Joss: Jedes Problem, jede Aufgabe kann auf unterschiedliche Weise angegangen werden. Ich spüre einfach, dass der Fünferzusammenschluss im Moment nicht gelingen kann. Im kleineren Verbund stehen die Chancen jedoch gut. Wir müssen das als ersten Schritt betrachten, dem zu einem späteren Zeitpunkt eventuell weitere folgen können. Aber der Start muss unbedingt gelingen.

Wie ist die Sache Ihrer Ansicht nach anzugehen?
Joss: Wir müssen überlegt handeln, nicht so husch, husch auf die schnelle Art. Es ist sehr wichtig, dass wir mit Selbstbewusstsein und im Wissen um unsere Qualitäten und Chancen in das Projekt einsteigen. Die Haltung «wir drei armen Schlucker» ist völlig falsch; sie erschwert einen erfolgreichen Ausgang des Vorhabens. Ich bin überzeugt: Bis ins Jahr 2012 lässt sich die Variante BEE umsetzen. Und dann schauen wir weiter.

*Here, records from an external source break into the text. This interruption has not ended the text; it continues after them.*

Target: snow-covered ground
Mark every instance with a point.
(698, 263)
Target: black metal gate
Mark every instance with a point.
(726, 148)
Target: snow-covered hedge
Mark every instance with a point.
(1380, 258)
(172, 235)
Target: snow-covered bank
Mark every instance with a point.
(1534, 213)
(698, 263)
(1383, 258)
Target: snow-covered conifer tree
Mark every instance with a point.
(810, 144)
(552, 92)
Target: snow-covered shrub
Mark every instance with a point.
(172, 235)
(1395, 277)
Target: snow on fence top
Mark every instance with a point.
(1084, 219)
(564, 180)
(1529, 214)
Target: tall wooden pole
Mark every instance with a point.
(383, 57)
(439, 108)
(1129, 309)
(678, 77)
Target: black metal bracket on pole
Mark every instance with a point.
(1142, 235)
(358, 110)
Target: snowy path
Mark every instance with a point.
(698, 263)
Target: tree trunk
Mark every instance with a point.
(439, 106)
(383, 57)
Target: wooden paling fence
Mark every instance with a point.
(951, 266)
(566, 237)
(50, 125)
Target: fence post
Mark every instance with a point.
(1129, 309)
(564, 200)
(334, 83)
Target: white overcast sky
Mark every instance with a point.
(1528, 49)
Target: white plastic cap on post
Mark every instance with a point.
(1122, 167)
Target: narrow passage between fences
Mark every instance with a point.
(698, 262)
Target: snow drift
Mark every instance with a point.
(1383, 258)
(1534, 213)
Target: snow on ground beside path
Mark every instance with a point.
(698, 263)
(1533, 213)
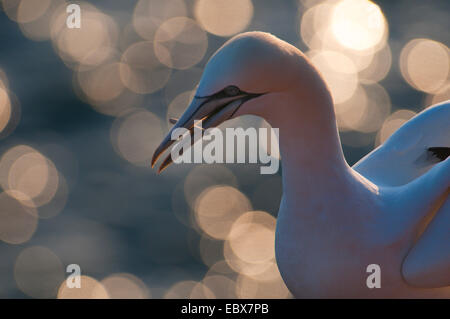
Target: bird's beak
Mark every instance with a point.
(211, 110)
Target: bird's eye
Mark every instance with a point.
(232, 90)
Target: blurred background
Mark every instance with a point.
(82, 110)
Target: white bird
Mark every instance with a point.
(335, 220)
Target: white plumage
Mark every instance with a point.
(335, 220)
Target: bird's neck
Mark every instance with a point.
(311, 152)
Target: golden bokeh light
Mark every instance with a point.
(393, 123)
(125, 286)
(217, 208)
(425, 64)
(224, 17)
(135, 136)
(315, 23)
(150, 14)
(440, 96)
(221, 286)
(40, 28)
(90, 289)
(211, 250)
(366, 110)
(5, 108)
(247, 287)
(249, 248)
(180, 43)
(359, 24)
(252, 237)
(378, 68)
(141, 70)
(178, 105)
(202, 177)
(182, 81)
(31, 177)
(339, 72)
(102, 83)
(38, 272)
(17, 222)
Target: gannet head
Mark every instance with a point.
(240, 78)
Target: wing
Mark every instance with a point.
(412, 150)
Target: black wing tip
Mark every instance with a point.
(440, 153)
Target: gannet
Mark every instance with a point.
(335, 220)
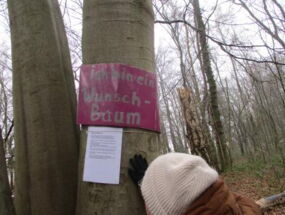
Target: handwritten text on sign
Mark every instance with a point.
(117, 95)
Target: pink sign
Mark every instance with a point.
(117, 95)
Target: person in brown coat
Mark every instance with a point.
(183, 184)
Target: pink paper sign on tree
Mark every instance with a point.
(117, 95)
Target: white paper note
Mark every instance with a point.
(103, 155)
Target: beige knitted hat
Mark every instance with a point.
(173, 181)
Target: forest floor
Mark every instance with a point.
(256, 185)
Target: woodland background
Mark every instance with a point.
(221, 75)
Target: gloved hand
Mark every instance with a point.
(138, 167)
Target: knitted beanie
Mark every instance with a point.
(173, 181)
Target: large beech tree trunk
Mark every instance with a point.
(46, 135)
(118, 31)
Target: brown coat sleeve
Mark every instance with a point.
(219, 200)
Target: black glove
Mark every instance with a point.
(138, 167)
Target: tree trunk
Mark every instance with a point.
(46, 135)
(118, 32)
(6, 202)
(207, 69)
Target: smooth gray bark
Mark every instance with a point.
(46, 135)
(118, 31)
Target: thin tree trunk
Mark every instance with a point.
(207, 69)
(118, 32)
(46, 135)
(6, 202)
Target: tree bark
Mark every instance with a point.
(6, 202)
(118, 31)
(46, 135)
(207, 69)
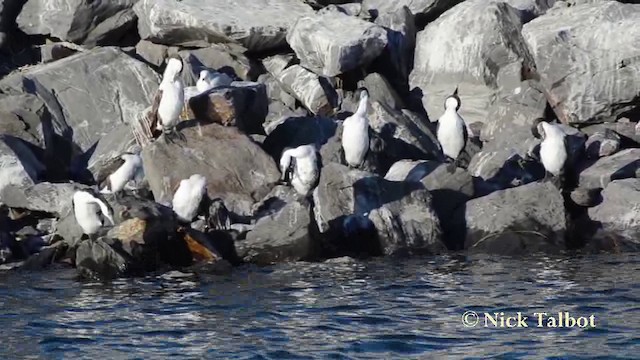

In den Kantonen Tessin und vor allem Glarus hat man sich sehr viel progressiver gezeigt und in Sachen Zusammenschlüssen einen wahrhaftigen Wurf gewagt, statt kleinmütig eine Minilösung umzusetzen.
Joss: Ich weiss. Aber sehen Sie: Der Schweizer ist der Typ der kleinen Schritte. Und er ist damit gar nicht so schlecht gefahren. Ich bin nicht ein rückwärtsgewandter Mensch, aber ein Realist. Wenn BEE erst einmal umgesetzt ist und funktioniert, liefert uns dies gute Argumente für weitergehende Vorhaben.

Bitte erklären Sie die wesentlichsten Vorzüge von BEE gegenüber BEEHZ.
Joss: Das kann ich kurz machen. BEE ergäbe eine Gemeinde mit ungefähr 1500 Einwohnern. Ein solches Gebilde lässt sich noch ohne weiteres im Milizsystem führen, ohne dabei auf die Vorteile in
Sachen Professionalisierung verzichten zu müssen. Bei BEEHZ mit etwa 3500 Einwohnern ist das nicht mehr machbar. Da braucht es ein Geschäftsleitungsmodell, und das kommt den Steuerzahler sehr teuer zu stehen. Ich verweise da auf die begrenzte Finanzkraft der fünf Gemeindeteile. Es gilt zu bedenken, dass wir mitten in einer nicht absehbaren Wirtschaftskrise stecken, die bei weitem noch nicht ausgestanden ist. Die Miliz wird in den kommenden Jahren eine Renaissance erleben.

Und was ist mit der dörflichen Befindlichkeit? Mit altüberlieferten Vorurteilen?
Joss: Darauf mag ich gar nicht eingehen. Solche Aspekte dürfen keine Rolle spielen, auf gar keinen Fall. Es geht vielmehr darum, die optimale Lösung zu evaluieren und umzusetzen.